Starting point is 00:07:44 Well, that's definitely what the White House is hoping for. I was in the room for President Biden's remarks today, and he was talking to Democratic supporters about how they've been trying to lower the cost of prescription drugs for a long time. But it was interesting because he really spoke about it as part of his larger economic message. This announcement about drug prices to me felt less like a singular plan and more so Biden saying, you know, this is one piece of the puzzle in lowering costs. The problem for Biden, though, as you point out, is that polling shows that voters haven't really been giving him credit for his economic agenda so far, even when his plans are politically popular
Starting point is 00:08:20 like this one. And the White House has been saying it'll take time for Biden's plans to work and actually lower costs. And this announcement today falls into that boat, too, because people won't see an immediate reduction in the cost of these drugs. The new prices aren't scheduled to take effect until 2026, which is after the presidential election. But I talked to one strategist who says that this is still a political win for Biden because voters will know that a specific cost of something they're paying for will be coming down. Here's Jeremy Sharp. He worked on this issue of prescription drug prices in the Obama administration and on Capitol Hill. And so I think they will start to
Starting point is 00:08:55 feel this even before the negotiated price goes into effect. But I think they're also smart enough to see that a negotiated price on a drug that they are taking right now will be meaningful for them in the next year or two. And Sharpe says that releasing this list of these 10 drugs makes it more real, more tangible for Medicare beneficiaries and voters. And he thinks they'll give Biden credit for this, even though lower costs aren't really coming immediately. So, Sydney, how is the drug industry responding to all of this news? Yeah, they don't like it and they're pushing back. Basically, they're saying if they can't charge what they want, they won't be able to bring as many new medicines to market. But the Congressional Budget Office estimated that the Inflation Reduction Act as a whole would only have a modest impact on drug development. So out of the 1,300
Starting point is 00:09:39 new drugs expected over the next three decades, It says 13 fewer of them would come to market because of this law. Still, the industry is suing. Here's Professor Robin Feldman at University of California Law. The wailing and gnashing of teeth of the eight lawsuits already filed suggest that the program will have some impact on the dollar flow. Drug makers, the trade group Pharma, and the Chamber of Commerce have all sued the government over this law. Feldman says the cases are probably headed to the Supreme Court. All right, Sydney, in the 30 seconds or so we've got left, sum up what comes next here. A lot has to happen before Medicare beneficiaries see lower prices on these drugs.

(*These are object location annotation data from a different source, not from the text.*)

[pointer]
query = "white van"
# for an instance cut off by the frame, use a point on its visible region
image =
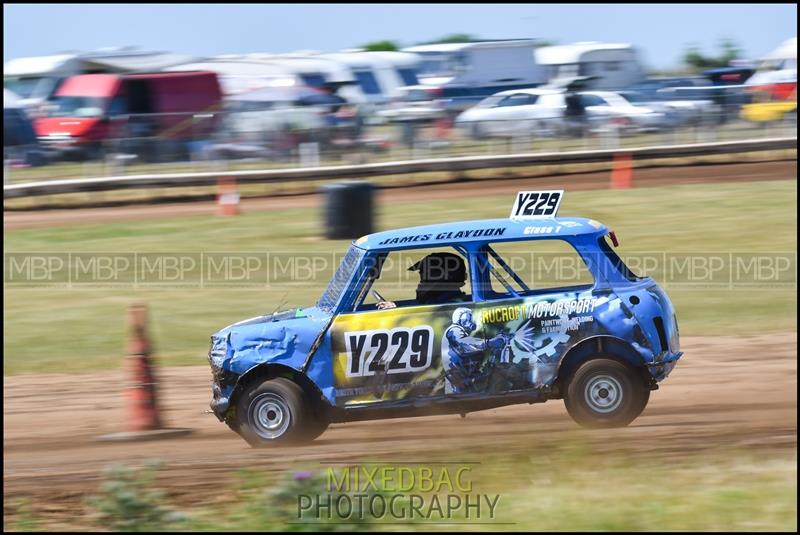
(466, 73)
(613, 65)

Starting point is 00:10:21 The companies making them have until know, have until October to agree to negotiate. The back and forth will probably go until next August. So the negotiated prices would be announced about a year from now when election season is in full swing and they take effect January 1st, 2026. All right. We'll hear more from you soon. NPR's Deepa Shivaram and Sydney Lubkin. Thank you both. Thank you. Thank you. It's Consider This from NPR. I'm Juana Summers.